Foto: Reuters / Sérgio Moraes

domingo, 7 de fevereiro de 2010

Can Intel Agencies Kill Americans?

Can Intel Agencies Kill Americans?
Mark Hosenball

The director of national intelligence, Dennis Blair, shocked Washington last week when he told a congressional committee that U.S. spy agencies have the authority to assassinate American citizens abroad who are believed to be involved in terrorism. But he suggested that intel officials would have to follow special rules to do so: "If … we think that direct action will involve killing an American, we get specific permission to do that," he told the House intelligence committee.

Blair's testimony left behind a pile of questions: By whose authority can intel agencies kill Americans? And who in the government has the power to grant or deny the "specific permission" to carry out such operations?
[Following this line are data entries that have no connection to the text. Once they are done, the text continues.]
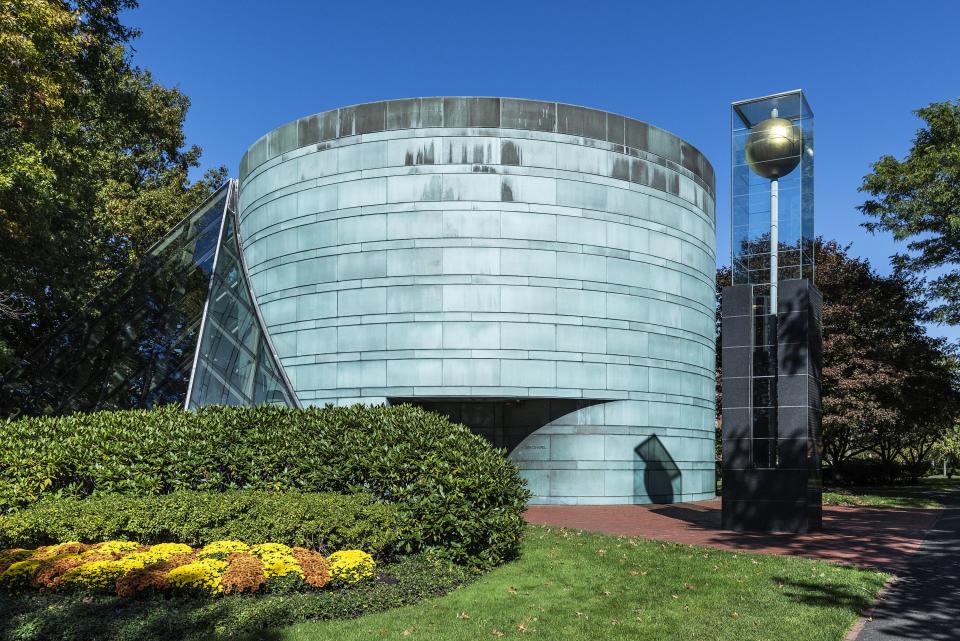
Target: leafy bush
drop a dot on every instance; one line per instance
(175, 567)
(452, 488)
(324, 522)
(32, 617)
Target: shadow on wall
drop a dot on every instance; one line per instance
(660, 479)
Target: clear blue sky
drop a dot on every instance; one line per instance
(251, 66)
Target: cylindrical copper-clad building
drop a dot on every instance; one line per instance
(541, 272)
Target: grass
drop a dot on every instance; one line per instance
(929, 493)
(574, 585)
(876, 497)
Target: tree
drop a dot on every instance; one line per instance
(948, 448)
(93, 163)
(888, 390)
(918, 200)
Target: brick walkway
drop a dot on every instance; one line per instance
(882, 538)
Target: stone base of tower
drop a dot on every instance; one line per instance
(771, 460)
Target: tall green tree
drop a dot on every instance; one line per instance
(889, 391)
(93, 160)
(917, 199)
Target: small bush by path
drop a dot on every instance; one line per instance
(573, 585)
(453, 491)
(323, 522)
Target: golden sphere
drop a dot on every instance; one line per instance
(773, 148)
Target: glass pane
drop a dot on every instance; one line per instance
(132, 346)
(235, 365)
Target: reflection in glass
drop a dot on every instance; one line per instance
(750, 196)
(132, 346)
(235, 363)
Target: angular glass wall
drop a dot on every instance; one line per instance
(235, 362)
(133, 345)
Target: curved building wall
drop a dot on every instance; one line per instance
(545, 269)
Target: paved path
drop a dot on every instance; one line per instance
(924, 602)
(884, 538)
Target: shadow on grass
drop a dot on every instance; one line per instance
(825, 596)
(62, 617)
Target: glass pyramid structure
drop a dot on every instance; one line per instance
(180, 327)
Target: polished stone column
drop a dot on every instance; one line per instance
(771, 430)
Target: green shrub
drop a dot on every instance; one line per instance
(108, 618)
(324, 522)
(452, 489)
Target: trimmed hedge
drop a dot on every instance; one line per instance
(110, 618)
(452, 489)
(322, 522)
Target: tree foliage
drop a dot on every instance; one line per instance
(93, 161)
(889, 391)
(917, 199)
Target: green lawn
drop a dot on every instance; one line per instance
(573, 585)
(929, 493)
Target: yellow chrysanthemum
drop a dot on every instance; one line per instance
(98, 574)
(223, 548)
(111, 547)
(204, 575)
(19, 573)
(278, 559)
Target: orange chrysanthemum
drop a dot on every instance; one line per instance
(316, 570)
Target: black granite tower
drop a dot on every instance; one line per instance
(771, 324)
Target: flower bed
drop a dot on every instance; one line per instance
(127, 568)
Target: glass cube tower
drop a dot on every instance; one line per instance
(750, 247)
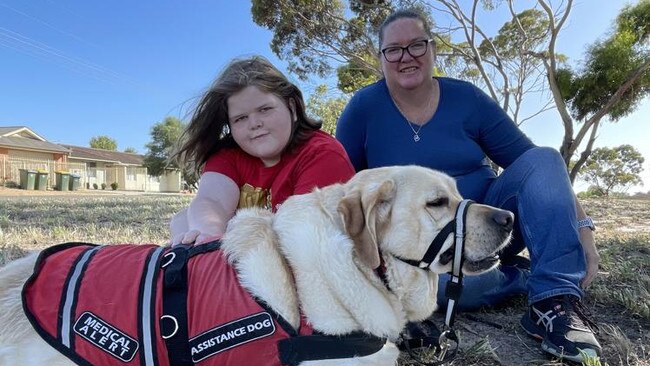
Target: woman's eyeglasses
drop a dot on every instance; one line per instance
(415, 49)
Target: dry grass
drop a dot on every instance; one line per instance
(619, 298)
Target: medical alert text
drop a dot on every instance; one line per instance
(106, 337)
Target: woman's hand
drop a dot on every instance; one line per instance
(194, 237)
(591, 255)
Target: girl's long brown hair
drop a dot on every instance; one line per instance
(208, 130)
In interviews with NEWSWEEK, current and former U.S. national-security officials—who asked for anonymity to discuss sensitive information—filled in some of the blanks.
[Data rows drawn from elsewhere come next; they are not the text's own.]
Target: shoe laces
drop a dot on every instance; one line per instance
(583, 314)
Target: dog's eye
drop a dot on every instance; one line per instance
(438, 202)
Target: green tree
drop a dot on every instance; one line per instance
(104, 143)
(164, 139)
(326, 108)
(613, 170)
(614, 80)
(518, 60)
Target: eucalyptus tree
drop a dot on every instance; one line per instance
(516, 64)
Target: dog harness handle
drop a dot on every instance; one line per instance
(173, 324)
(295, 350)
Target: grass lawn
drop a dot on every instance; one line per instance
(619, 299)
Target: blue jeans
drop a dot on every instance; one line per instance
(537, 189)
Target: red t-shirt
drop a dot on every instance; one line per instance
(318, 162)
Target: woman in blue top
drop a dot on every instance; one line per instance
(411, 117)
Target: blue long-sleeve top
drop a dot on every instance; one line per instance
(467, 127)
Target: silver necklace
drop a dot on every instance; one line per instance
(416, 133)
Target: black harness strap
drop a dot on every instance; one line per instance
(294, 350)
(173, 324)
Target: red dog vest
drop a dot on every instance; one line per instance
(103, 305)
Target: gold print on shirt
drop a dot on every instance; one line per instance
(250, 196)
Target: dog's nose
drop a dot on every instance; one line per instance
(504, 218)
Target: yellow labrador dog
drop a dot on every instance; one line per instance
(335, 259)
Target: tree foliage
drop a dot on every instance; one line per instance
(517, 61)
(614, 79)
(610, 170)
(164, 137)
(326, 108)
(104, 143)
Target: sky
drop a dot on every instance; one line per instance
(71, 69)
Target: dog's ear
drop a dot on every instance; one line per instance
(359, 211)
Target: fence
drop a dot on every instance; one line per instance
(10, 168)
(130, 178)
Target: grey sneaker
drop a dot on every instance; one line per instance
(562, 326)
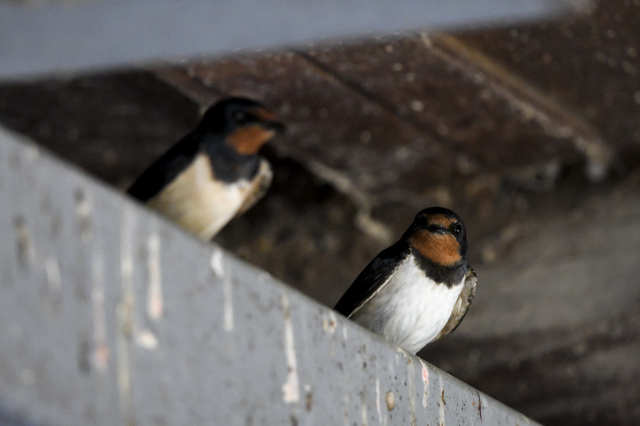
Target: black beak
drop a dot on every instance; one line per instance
(437, 229)
(277, 126)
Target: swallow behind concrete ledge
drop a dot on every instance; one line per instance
(419, 289)
(215, 172)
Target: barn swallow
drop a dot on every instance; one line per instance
(215, 172)
(419, 289)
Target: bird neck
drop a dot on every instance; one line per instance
(449, 275)
(229, 165)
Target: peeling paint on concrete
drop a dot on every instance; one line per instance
(425, 383)
(290, 389)
(154, 290)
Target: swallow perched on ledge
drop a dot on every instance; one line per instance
(215, 172)
(419, 289)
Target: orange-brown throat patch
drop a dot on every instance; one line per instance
(443, 250)
(248, 140)
(440, 219)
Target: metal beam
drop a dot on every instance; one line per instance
(65, 36)
(112, 316)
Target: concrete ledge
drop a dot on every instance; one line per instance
(110, 315)
(72, 35)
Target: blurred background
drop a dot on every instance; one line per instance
(531, 132)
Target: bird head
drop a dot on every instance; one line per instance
(439, 235)
(245, 124)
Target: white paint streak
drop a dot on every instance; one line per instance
(125, 313)
(364, 413)
(216, 264)
(154, 291)
(227, 290)
(330, 324)
(346, 409)
(378, 400)
(291, 387)
(425, 383)
(147, 340)
(54, 279)
(441, 403)
(100, 348)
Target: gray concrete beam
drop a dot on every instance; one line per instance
(110, 315)
(63, 36)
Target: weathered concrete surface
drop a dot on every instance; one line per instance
(113, 316)
(554, 328)
(590, 63)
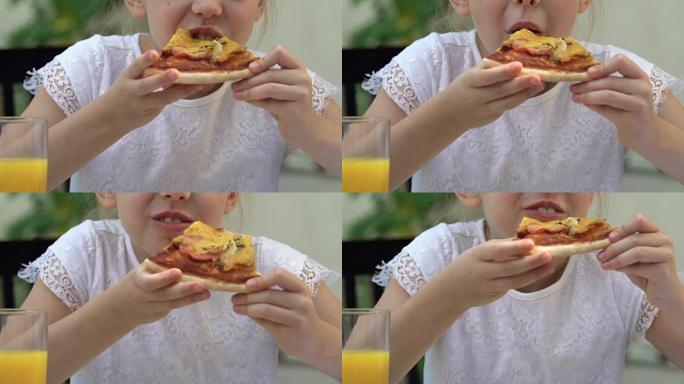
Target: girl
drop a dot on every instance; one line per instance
(473, 129)
(515, 317)
(112, 130)
(111, 321)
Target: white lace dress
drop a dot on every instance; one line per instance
(213, 143)
(575, 331)
(201, 343)
(533, 147)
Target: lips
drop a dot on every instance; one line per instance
(173, 222)
(545, 210)
(203, 32)
(524, 25)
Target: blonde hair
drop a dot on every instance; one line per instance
(447, 20)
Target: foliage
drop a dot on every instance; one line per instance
(404, 214)
(63, 22)
(50, 214)
(401, 22)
These officials say that, a few days after 9/11, George W. Bush signed a classified "intelligence finding" authorizing the assassination of suspected terrorists. By this order, which continues under Barack Obama, officials within the CIA and Pentagon can launch lethal strikes on suspected foreign terrorists without seeking permission from higher-ups. But, say the officials, strikes specifically targeting Americans must first be approved by a secret committee made up of senior intel officials and members of the president's cabinet (it's not known which ones). The president himself does not have to sign off on kill orders.
The sources say that committee approval is required only if the specific target of the assassination is an American—not if an American happens to be in the vicinity of a foreign target at the time of the strike. At least once, U.S. forces have killed an American this way. In November 2002 a missile attack targeting a Yemeni terrorist also killed Kamal Derwish, an American citizen associated with an alleged terrorist cell in Lackawanna, N.Y. U.S. forces almost did it again last Christmas Eve, with an airstrike against another Yemeni terrorist; he was believed to be hiding with Anwar al-Awlaki, the U.S.-born radical cleric who advised both the suspected Fort Hood shooter and the alleged Christmas Day bomber. Al-Awlaki is believed to have escaped.

Civil libertarians are already questioning the wisdom, and legality, of the U.S. government targeting its own citizens. Roger Cressey, a former National Security Council official, takes a different view, saying, "If you are stupid enough to be associated with known Al Qaeda operatives in a known Al Qaeda safe haven, you're putting your life at risk." Paul Gimigliano, a CIA spokesman, says, "The agency's counterterrorism operations are lawful, aggressive, precise, and effective." White House and Pentagon spokesmen did not respond to requests for comment.